Nilpotent, self-normalizing subgroup

In mathematics, especially in the field of group theory, a Carter subgroup of a finite group G is a self-normalizing subgroup of G that is nilpotent. These subgroups were introduced by Roger Carter, and marked the beginning of the post 1960 theory of solvable groups (Wehrfritz 1999).

Carter (1961) proved that any finite solvable group has a Carter subgroup, and all its Carter subgroups are conjugate subgroups (and therefore isomorphic). If a group is not solvable it need not have any Carter subgroups: for example, the alternating group A_{5} of order 60 has no Carter subgroups. Vdovin (2006, 2007) showed that even if a finite group is not solvable then any two Carter subgroups are conjugate.

A Carter subgroup is a maximal nilpotent subgroup, because of the normalizer condition for nilpotent groups, but not all maximal nilpotent subgroups are Carter subgroups (Ballester-Bolinches & Ezquerro 2006). For example, any non-identity proper subgroup of the nonabelian group of order six is a maximal nilpotent subgroup, but only those of order two are Carter subgroups. Every subgroup containing a Carter subgroup of a soluble group is also self-normalizing, and a soluble group is generated by any Carter subgroup and its nilpotent residual (Schenkman 1975).

(Gaschütz 1962) viewed the Carter subgroups as analogues of Sylow subgroups and Hall subgroups, and unified their treatment with the theory of formations. In the language of formations, a Sylow p-subgroup is a covering group for the formation of p-groups, a Hall π-subgroup is a covering group for the formation of π-groups, and a Carter subgroup is a covering group for the formation of nilpotent groups (Ballester-Bolinches & Ezquerro 2006). Together with an important generalization, Schunck classes, and an important dualization, Fischer classes, formations formed the major research themes of the late 20th century in the theory of finite soluble groups.

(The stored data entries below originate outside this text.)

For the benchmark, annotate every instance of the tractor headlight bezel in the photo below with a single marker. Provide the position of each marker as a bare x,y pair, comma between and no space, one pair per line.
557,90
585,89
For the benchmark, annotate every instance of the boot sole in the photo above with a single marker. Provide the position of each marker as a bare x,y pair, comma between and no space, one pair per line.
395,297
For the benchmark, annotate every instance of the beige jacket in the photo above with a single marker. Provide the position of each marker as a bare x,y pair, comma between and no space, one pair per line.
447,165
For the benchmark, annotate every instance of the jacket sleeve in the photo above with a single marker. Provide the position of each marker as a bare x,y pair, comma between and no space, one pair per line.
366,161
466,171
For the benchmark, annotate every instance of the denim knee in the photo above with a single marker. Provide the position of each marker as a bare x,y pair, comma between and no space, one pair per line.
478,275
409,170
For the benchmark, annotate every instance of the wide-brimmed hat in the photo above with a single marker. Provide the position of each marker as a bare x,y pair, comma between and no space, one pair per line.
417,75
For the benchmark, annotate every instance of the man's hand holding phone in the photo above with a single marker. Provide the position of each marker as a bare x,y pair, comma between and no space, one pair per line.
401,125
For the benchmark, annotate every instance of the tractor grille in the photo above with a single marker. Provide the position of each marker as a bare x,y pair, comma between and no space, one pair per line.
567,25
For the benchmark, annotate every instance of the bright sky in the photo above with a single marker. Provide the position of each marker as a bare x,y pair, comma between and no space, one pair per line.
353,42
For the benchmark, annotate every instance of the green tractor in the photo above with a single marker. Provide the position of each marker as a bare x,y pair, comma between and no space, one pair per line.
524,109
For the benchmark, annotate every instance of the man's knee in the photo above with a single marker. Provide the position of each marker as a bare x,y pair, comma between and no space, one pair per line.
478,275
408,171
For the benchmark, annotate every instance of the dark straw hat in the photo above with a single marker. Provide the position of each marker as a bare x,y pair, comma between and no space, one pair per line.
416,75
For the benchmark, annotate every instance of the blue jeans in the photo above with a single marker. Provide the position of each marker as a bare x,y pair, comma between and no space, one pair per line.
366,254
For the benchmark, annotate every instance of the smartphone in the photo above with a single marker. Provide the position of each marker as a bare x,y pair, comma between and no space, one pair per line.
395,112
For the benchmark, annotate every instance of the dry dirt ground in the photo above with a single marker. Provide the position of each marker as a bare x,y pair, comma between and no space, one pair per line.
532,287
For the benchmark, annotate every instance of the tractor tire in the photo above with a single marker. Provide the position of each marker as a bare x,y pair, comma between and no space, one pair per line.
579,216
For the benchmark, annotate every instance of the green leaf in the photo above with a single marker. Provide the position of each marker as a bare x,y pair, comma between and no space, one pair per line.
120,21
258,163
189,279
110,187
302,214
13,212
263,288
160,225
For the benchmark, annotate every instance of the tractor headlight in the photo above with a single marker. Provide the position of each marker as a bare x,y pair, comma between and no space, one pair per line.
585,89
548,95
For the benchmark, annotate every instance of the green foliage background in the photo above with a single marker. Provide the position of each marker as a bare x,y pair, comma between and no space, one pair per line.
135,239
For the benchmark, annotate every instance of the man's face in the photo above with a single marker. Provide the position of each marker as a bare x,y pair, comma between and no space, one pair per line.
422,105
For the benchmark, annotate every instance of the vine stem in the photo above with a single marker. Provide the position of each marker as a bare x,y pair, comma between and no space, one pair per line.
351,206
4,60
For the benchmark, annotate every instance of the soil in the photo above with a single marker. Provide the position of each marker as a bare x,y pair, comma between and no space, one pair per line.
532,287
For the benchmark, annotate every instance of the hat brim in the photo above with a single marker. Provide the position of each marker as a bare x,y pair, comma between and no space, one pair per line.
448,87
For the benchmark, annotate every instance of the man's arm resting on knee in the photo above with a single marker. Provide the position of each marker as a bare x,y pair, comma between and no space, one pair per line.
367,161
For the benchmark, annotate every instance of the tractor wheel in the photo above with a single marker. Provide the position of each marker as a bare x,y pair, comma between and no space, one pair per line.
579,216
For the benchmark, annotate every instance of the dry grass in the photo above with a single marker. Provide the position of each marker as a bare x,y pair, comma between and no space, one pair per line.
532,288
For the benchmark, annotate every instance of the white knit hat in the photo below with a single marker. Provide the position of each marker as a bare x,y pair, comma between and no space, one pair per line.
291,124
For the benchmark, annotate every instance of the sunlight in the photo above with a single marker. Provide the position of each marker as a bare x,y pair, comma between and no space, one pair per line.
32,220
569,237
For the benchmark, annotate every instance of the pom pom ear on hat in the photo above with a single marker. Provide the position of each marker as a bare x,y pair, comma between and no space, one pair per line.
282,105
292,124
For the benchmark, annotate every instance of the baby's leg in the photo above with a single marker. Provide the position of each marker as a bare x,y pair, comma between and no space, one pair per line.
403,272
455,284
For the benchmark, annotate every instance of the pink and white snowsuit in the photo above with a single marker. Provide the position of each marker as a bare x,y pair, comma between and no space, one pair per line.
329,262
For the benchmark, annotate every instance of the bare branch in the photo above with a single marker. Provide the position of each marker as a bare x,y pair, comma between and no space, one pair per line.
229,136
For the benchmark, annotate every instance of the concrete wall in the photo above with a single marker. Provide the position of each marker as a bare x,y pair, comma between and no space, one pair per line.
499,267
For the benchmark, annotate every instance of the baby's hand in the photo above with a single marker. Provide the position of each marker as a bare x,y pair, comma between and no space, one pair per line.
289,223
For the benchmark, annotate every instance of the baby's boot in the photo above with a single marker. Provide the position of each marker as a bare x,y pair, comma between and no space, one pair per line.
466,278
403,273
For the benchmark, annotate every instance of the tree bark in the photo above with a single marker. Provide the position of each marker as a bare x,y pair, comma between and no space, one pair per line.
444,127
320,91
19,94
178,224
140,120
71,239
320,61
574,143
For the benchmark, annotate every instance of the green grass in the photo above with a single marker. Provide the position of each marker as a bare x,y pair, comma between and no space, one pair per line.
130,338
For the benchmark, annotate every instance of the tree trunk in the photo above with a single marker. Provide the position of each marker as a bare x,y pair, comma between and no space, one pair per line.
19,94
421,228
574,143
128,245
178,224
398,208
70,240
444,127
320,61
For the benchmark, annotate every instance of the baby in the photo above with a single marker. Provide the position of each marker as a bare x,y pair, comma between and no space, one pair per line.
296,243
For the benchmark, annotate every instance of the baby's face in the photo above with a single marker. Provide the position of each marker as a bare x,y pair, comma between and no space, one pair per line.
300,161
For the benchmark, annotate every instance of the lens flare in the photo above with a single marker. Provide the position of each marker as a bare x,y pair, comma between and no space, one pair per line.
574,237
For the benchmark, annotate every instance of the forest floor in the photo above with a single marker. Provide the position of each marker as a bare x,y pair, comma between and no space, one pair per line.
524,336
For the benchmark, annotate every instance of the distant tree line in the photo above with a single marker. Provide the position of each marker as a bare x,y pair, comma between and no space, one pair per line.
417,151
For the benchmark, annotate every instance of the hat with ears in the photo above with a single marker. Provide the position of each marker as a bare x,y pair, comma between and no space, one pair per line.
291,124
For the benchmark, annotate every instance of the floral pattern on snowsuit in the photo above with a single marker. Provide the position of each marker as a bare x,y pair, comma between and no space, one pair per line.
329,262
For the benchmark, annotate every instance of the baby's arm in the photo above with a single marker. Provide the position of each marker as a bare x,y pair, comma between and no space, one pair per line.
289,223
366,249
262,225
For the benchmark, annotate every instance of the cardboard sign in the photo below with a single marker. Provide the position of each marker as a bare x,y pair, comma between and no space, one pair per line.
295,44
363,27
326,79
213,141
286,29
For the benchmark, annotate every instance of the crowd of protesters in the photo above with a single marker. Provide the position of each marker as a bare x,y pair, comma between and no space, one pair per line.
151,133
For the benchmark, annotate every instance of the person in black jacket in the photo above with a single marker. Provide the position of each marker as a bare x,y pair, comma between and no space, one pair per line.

A dual notion to Carter subgroups was introduced by Bernd Fischer in (Fischer 1966). A Fischer subgroup of a group is a nilpotent subgroup containing every other nilpotent subgroup it normalizes. A Fischer subgroup is a maximal nilpotent subgroup, but not every maximal nilpotent subgroup is a Fischer subgroup: again the nonabelian group of order six provides an example as every non-identity proper subgroup is a maximal nilpotent subgroup, but only the subgroup of order three is a Fischer subgroup (Wehrfritz 1999).